January 14, 2020
It's been 10 days now, so here's a preliminary review.
Kyocera Dura-Force Pro2 is advertised as rugged and water resistant, the later is pretty impressive for a smartphone that still sports a USB-C as well as a headphone jack. This is accomplished by having plastic covers with rubber-like gaskets over these and the SIM card and memory card slots. The phone itself seems durable and the sapphire screen endured a recent mishap involving the phone falling 6 feet face down onto gravel without a scratch. Indeed, the phone is remarkably overbuilt for my needs, being rated for explosive atmospheres if sealed up and it is safe around blasting operations in airplane mode. If I were still in the Coast Guard I could take this on a boarding and inspection of a tanker.
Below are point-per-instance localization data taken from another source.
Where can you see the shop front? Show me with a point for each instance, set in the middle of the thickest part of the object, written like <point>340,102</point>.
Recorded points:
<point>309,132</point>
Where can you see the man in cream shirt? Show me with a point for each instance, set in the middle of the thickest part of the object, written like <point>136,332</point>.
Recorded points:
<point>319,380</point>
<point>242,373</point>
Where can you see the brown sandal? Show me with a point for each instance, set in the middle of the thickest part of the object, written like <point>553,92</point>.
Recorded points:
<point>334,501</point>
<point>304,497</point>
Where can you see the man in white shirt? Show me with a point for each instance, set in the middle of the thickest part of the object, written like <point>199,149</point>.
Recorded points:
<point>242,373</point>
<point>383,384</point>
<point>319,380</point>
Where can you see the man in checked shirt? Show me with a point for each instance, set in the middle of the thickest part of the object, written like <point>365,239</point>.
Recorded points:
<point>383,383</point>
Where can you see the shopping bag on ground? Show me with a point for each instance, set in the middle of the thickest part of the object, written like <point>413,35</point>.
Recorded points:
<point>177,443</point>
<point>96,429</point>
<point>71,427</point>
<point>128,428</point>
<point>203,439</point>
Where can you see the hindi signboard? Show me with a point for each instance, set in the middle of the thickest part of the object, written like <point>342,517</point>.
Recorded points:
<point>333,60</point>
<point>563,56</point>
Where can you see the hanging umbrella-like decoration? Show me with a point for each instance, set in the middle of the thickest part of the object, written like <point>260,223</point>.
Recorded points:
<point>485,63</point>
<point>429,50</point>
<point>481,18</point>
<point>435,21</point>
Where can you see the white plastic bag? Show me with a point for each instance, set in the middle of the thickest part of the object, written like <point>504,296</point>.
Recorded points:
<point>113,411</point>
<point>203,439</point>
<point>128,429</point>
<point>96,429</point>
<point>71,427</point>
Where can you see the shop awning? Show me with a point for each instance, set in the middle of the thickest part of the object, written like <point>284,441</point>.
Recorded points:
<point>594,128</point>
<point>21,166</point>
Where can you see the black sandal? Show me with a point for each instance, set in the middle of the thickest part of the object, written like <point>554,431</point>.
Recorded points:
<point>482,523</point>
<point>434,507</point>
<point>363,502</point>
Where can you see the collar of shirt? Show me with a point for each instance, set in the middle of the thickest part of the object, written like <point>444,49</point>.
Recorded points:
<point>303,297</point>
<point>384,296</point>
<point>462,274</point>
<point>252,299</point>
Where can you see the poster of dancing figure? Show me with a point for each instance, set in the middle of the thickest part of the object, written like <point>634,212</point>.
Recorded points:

The waterproof/gastight covers, while themselves solid, are secured by plastic tabs that seem both fiddly and flimsy and invite great care when opening and closing them. They do not look like they could be easily replaced, and the associated IFIXIT page does not have a repair/replacement guide for them.
That being said, over the last 10 days there have been no issues and once closed, the covers are firm, flush and seem to be securely immobile. The gaskets themselves seem to be about a millimeter in diameter.
One reason I went with this rather than just getting a burner phone or something is that, quite unusually for a device sold through Verizon, this phone came unlocked, meaning it will be little problem to switch to another service provider like KDDI or NTT DoCoMo should that become advisable later this year.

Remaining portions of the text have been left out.